Above: An artist’s rendering of the new Life Sciences Centre 

"York University is strengthening its capacity in life sciences and health so that we may better serve our communities and our province," said Shoukri. "This investment in the Life Sciences Building will help give our students the advantage they need to compete and win on the world stage."

In total, the governments of Canada and Ontario are investing $1.5 billion in 49 projects at Ontario’s colleges and universities, through KIP and the Ontario 2009 Budget.

"Through the renewal of college and university facilities, our researchers will have the tools they need to be global leaders in their fields and pursue world-class excellence," said Brown. "Attracting and retaining workers who drive innovation and growth in the global knowledge economy strengthens Canada’s position as a world leader in science and technology to the benefit of all Canadians."

DSC_0407 by Science & Engineering @ York U.

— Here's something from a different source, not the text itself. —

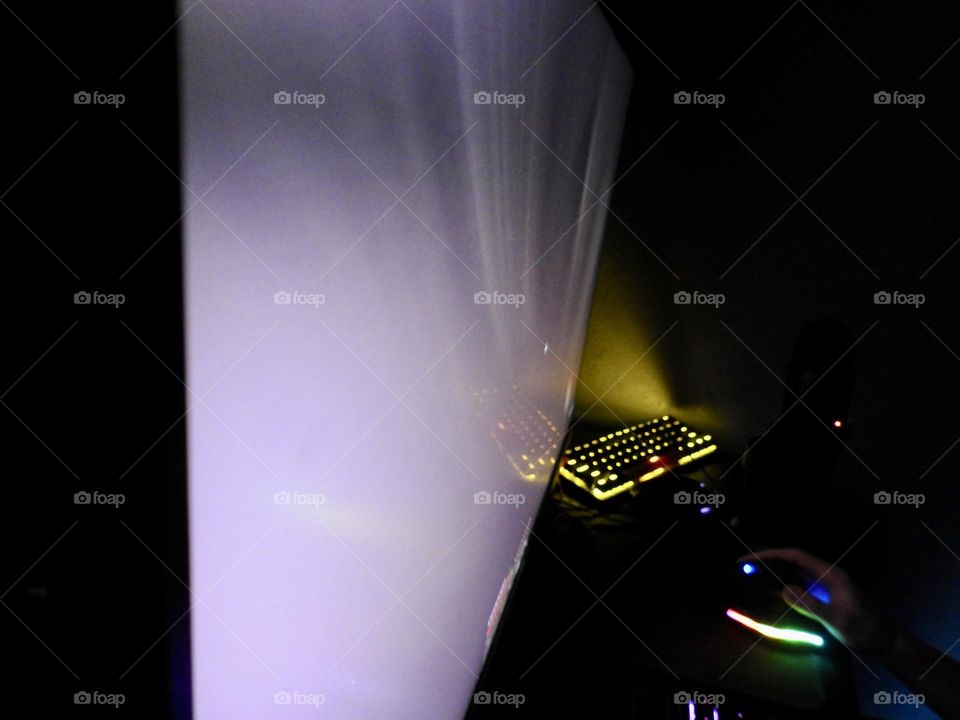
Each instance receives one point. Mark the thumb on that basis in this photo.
(802, 602)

Above: MP Lois Brown addresses the sod-turning ceremony

The Knowledge Infrastructure Program, a two-year, $2-billion economic stimulus measure to support infrastructure enhancement at Canadian postsecondary institutions, is part of the $12 billion in new infrastructure investment allocated under Canada’s Economic Action Plan.

The program provides economic stimulus and employment by creating local jobs for engineers, architects, tradespeople and technicians. It is also helping to generate the advanced technological infrastructure needed to keep Canada’s research and educational facilities at the forefront of scientific advancement.

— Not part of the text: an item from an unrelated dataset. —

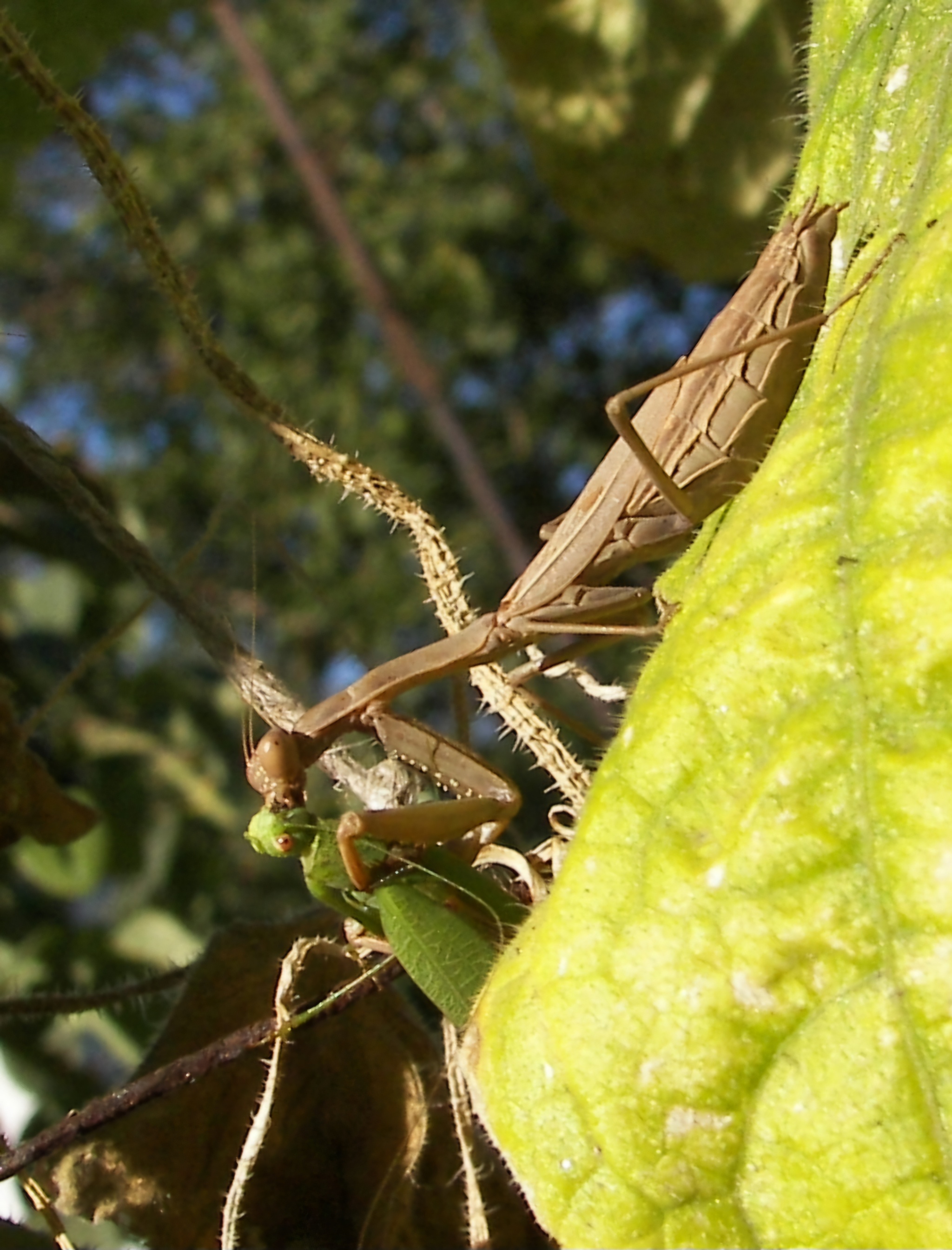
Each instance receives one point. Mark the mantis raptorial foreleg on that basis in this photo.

Left: From left, Faculty of Health Dean Harvey Skinner and Faculty of Science & Engineering interim Dean Walter Tholen talk about what the new centre will mean to undergraduate and graduate students and researchers

"This joint investment by the provincial and federal government is great news for York University, its students and for the economy. The Life Sciences Centre will create jobs through its construction, support the needs of the growing student population and continue to lure accomplished faculty to the university," said York West MPP Mario Sergio.

The Government of Ontario committed itself in the 2009 budget to investing in infrastructure and has designated $780 million to colleges and universities to modernize facilities and boost long-term research and skills training capacity over the next two years.